Sunday, August 16, 2015

"We tell ourselves stories in order to live."

--Joan Didion, "The White Album"

**

Today is the morning of the hottest day of summer. Somewhere above the verge of the forest a young red-tailed hawk is burring. Closer to the window I hear the nasal ankh of a nuthatch, the long rattle of a grasshopper. Light brushes the tumbled red dahlias, the thicket of lavender and white phlox, the tight lemony shrubs of marigold. Under the maples the grass is thick with dew. A brown spider launches a sticky strand across the clotheslines. Soon I will lumber outside with my baskets of wet laundry and destroy her work.

I have spent this past week driving, and talking, and scheduling, and cooking, and tending my young nephews, and editing, and mowing, and harvesting, and getting a poetry collection rejected, and I am tired. Some of the stories we tell ourselves in order to live don't move the people who hear them. I am not complaining or resentful. This is just the way of things.

Still, the stories exist, and we have told them. "We interpret what we see, select the most workable of the multiple choices," continues Didion.
We live entirely, especially if we are writers, by the imposition of a narrative line upon disparate images, by the 'ideas' with which we have learned to freeze the shifting phantasmagoria which is our actual experience. 
Or at least we do for a while.
Today is the morning of the hottest day of summer. Already, in this letter, I have told its story, one of its stories. I left out the robin's song and the shadow of the brussels sprouts sloping over the dusty soil. The bird in the forest may or may not have been a red-tailed hawk, young or otherwise. The spider may have removed her web to a blueberry bush. The only sure ending is the laundry.

"You couldn't write a bad poem if you tried," said a voice on the telephone, but this of course is untrue. I can write a false poem, a flippant poem--easily, with scarcely an effort. I can labor over poems that I love and politely listen to readers explain why they hate them. There's a cost to all of this, as you know--you who love your stories as you love your awkward, imperfect, heartbreaking children.

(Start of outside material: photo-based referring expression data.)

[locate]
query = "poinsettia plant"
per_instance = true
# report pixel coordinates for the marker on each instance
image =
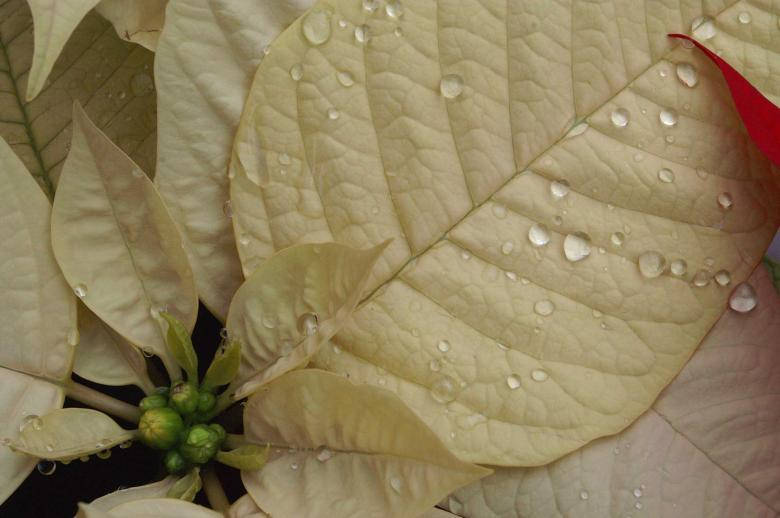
(539, 220)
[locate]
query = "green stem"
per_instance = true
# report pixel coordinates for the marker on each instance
(103, 402)
(214, 492)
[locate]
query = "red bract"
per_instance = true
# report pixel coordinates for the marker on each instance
(760, 116)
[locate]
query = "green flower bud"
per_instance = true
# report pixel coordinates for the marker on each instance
(153, 401)
(160, 428)
(174, 462)
(201, 444)
(206, 401)
(184, 397)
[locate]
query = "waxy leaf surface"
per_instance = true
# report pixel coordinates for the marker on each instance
(356, 451)
(445, 128)
(116, 243)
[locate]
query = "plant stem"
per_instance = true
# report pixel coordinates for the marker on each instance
(214, 492)
(104, 402)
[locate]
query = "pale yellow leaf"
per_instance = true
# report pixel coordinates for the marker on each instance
(69, 433)
(105, 357)
(707, 449)
(154, 490)
(446, 130)
(38, 313)
(139, 21)
(380, 461)
(293, 303)
(207, 55)
(21, 398)
(116, 243)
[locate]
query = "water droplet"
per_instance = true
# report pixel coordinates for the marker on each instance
(703, 28)
(451, 86)
(444, 389)
(725, 201)
(544, 308)
(362, 34)
(345, 79)
(651, 264)
(701, 279)
(316, 27)
(73, 337)
(296, 72)
(576, 247)
(666, 175)
(559, 189)
(687, 74)
(744, 298)
(308, 323)
(620, 117)
(46, 467)
(723, 277)
(679, 267)
(668, 117)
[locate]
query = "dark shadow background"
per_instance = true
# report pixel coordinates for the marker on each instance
(57, 495)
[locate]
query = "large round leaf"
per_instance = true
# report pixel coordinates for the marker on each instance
(451, 126)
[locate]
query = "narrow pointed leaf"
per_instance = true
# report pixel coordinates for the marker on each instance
(68, 433)
(249, 457)
(224, 366)
(187, 486)
(381, 460)
(292, 304)
(180, 346)
(116, 244)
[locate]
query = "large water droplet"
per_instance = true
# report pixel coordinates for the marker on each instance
(666, 175)
(703, 28)
(444, 389)
(544, 308)
(538, 234)
(687, 74)
(620, 117)
(451, 86)
(744, 298)
(559, 189)
(668, 117)
(651, 264)
(576, 247)
(316, 27)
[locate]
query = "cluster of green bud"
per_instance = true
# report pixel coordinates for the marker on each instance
(174, 420)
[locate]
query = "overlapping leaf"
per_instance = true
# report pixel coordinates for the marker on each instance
(444, 125)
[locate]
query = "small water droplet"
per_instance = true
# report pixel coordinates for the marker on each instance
(544, 308)
(651, 264)
(46, 467)
(451, 86)
(725, 201)
(620, 117)
(679, 267)
(744, 298)
(576, 247)
(666, 175)
(316, 27)
(559, 189)
(668, 117)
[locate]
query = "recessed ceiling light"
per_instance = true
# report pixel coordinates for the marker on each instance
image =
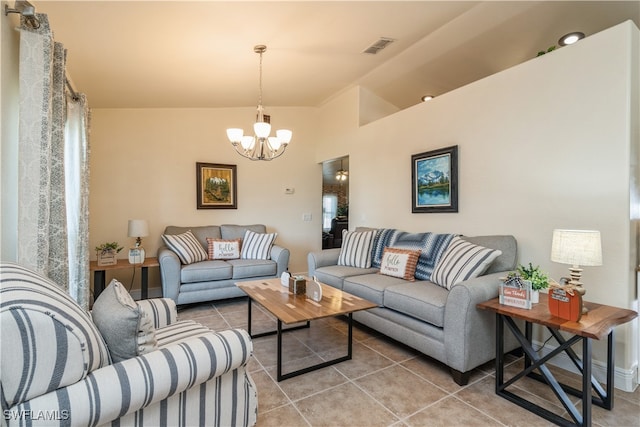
(570, 38)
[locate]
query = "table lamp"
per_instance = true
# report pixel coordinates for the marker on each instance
(576, 248)
(138, 228)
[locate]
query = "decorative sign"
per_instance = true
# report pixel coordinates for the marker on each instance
(516, 293)
(565, 303)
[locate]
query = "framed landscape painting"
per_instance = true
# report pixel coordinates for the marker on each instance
(216, 186)
(434, 181)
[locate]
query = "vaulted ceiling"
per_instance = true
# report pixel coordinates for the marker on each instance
(157, 54)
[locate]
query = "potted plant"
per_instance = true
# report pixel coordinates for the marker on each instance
(539, 279)
(106, 253)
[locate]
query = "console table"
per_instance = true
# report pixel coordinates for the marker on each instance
(598, 323)
(99, 274)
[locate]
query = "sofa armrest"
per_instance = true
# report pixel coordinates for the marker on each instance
(469, 333)
(322, 259)
(162, 311)
(281, 256)
(169, 272)
(143, 381)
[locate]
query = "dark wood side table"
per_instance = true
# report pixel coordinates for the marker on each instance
(99, 274)
(598, 323)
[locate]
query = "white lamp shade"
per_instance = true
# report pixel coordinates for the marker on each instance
(284, 135)
(262, 129)
(576, 247)
(274, 142)
(138, 228)
(247, 142)
(235, 134)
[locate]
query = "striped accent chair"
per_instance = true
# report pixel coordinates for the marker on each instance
(56, 370)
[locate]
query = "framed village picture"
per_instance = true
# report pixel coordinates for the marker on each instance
(216, 186)
(434, 181)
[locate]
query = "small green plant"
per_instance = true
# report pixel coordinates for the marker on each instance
(107, 247)
(538, 278)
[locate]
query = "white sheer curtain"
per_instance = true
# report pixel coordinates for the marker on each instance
(43, 153)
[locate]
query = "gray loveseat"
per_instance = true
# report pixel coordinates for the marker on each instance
(443, 324)
(215, 279)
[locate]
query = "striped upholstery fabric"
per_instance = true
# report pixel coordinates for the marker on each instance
(461, 261)
(186, 246)
(199, 381)
(257, 245)
(430, 245)
(55, 367)
(400, 263)
(48, 341)
(356, 248)
(162, 311)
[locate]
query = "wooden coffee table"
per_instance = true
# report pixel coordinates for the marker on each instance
(290, 309)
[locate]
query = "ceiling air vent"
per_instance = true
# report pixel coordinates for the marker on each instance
(380, 44)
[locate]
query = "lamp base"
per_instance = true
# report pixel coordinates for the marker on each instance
(136, 255)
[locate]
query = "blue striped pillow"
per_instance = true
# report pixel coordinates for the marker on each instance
(462, 261)
(257, 245)
(356, 248)
(186, 246)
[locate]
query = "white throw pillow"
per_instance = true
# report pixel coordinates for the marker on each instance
(257, 245)
(356, 248)
(186, 246)
(223, 249)
(462, 261)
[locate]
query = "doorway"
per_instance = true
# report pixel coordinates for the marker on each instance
(335, 201)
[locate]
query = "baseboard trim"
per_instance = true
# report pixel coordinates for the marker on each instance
(625, 380)
(153, 293)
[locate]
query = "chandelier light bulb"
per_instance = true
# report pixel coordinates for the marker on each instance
(261, 146)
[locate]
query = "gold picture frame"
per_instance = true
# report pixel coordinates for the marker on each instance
(216, 186)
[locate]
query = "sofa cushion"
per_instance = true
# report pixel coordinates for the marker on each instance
(333, 275)
(430, 245)
(232, 231)
(50, 340)
(370, 286)
(356, 248)
(206, 271)
(421, 299)
(127, 330)
(246, 268)
(399, 263)
(223, 249)
(186, 246)
(257, 245)
(461, 261)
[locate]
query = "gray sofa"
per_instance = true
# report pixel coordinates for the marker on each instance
(443, 324)
(215, 279)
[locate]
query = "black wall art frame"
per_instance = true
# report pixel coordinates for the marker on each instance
(434, 181)
(217, 186)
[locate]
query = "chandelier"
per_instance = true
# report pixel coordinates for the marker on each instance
(261, 146)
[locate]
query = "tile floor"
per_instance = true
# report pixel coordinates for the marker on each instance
(385, 384)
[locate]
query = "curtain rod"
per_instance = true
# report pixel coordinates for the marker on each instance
(25, 9)
(74, 94)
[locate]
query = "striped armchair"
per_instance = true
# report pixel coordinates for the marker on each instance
(56, 368)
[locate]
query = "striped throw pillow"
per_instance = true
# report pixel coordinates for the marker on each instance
(186, 246)
(223, 249)
(462, 261)
(257, 245)
(400, 263)
(356, 248)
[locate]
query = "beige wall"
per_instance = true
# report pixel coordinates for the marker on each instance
(543, 145)
(143, 166)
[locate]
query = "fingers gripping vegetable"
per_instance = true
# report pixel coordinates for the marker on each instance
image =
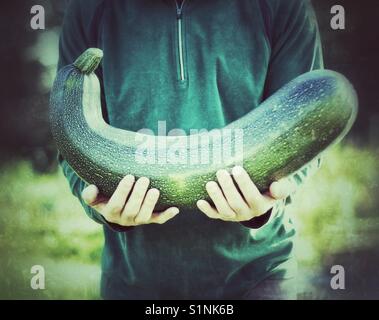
(284, 133)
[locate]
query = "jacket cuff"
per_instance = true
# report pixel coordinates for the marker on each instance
(113, 226)
(257, 222)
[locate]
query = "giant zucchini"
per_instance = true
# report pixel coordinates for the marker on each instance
(284, 133)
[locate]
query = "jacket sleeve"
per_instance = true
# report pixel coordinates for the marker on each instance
(295, 49)
(79, 32)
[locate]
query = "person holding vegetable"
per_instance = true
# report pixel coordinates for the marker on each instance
(194, 64)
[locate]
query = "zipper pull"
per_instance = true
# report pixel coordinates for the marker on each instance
(178, 13)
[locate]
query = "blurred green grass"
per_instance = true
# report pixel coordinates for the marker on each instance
(42, 223)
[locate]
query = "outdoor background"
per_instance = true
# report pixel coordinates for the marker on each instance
(42, 224)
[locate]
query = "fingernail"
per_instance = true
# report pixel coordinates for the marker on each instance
(237, 170)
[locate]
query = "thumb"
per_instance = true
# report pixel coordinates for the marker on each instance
(89, 194)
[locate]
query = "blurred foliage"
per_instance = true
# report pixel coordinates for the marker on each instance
(42, 223)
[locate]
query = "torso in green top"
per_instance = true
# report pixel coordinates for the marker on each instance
(196, 64)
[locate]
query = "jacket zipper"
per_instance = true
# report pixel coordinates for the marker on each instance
(179, 18)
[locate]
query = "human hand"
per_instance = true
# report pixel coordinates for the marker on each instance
(129, 211)
(244, 202)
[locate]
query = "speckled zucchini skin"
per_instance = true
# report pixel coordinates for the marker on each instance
(283, 134)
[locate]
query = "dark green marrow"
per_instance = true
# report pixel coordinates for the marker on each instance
(284, 133)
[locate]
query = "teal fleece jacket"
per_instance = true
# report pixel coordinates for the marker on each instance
(199, 67)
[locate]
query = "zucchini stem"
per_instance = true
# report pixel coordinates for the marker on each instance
(89, 60)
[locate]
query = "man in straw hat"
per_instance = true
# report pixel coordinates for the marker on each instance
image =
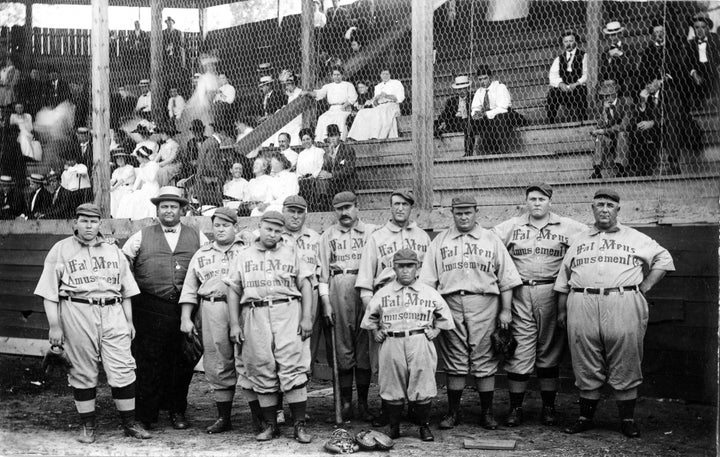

"I wanted still to believe in the narrative and in the narrative's intelligibility," writes Didion, "but to know that one could change the sense with every [movie] cut was to begin to perceive the experience as rather more electrical than ethical."

Today is the morning of the hottest day of summer. "The experience [is] rather more electrical than ethical." Already the light has shifted from fairy tale to furnace. I am forcing myself to write about it, to avoid living inside it.